ViiV Healthcare and Johnson & Johnson's Janssen Pharmaceutical unit announced that the FDA approved Cabenuva (cabotegravir/rilpivirine) as the first and only complete long-acting regimen in the US for the treatment of HIV-1 infection in adults. The co-pack of two injectable medicines includes ViiV's integrase strand transfer inhibitor Vocabria (cabotegravir) and Janssen's non-nucleoside reverse transcriptase inhibitor rilpivirine.

Cabenuva is indicated as an option to replace the current antiretroviral regimen in those who are virologically suppressed on a stable regimen, with no history of treatment failure, and with no known or suspected resistance to either Vocabria or rilpivirine. The FDA also approved Vocabria as a tablet formulation, and said it should be taken together with oral rilpivirine, which is sold as Edurant, for one month prior to starting Cabenuva in order to assess the tolerability of each before switching to the extended-release injectable regimen.

Once-monthly dosing

"Currently, the standard of care for patients with HIV includes patients taking daily pills to adequately manage their condition," remarked John Farley, director of the Office of Infectious Diseases in the FDA's Center for Drug Evaluation and Research. Farley added that the approval of Cabenuva "will allow some patients the option of receiving once-monthly injections in lieu of a daily oral treatment regimen."

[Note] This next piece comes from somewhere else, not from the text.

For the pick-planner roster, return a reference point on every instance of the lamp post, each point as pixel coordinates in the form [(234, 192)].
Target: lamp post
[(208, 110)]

The decision is based on data from the Phase III ATLAS and FLAIR trials, with results showing that Cabenuva was as effective in maintaining viral suppression as continuing a daily oral three-drug regimen when injected intramuscularly in the buttocks once a month throughout the 48-week study period. ViiV and Janssen said findings also indicated that Cabenuva was preferred by nine out of 10 patients over their previous daily oral therapy in these studies.

Approval follows CRL

The FDA issued a complete response letter (CRL) for Cabenuva in 2019, with the agency flagging problems with chemistry, manufacturing and controls (CMC). However, the companies said at the time that there had been "no reported safety issues related to CMC and there is no change to the safety profile of the products used in clinical trials to date."

ViiV stated it will begin shipping Cabenuva to wholesalers and specialty distributors in the US in February, with a price of $5940 for the initial injection, falling to $3960 per month afterward. The company said the cost is "within the range" of that for current once-daily oral combinations.

Meanwhile, the long-acting injectable treatment was approved in Canada last year, as well as in Europe, where regulators cleared both a once-monthly and once-every-two-month version of the regimen. Regulatory reviews continue in Australia and Switzerland.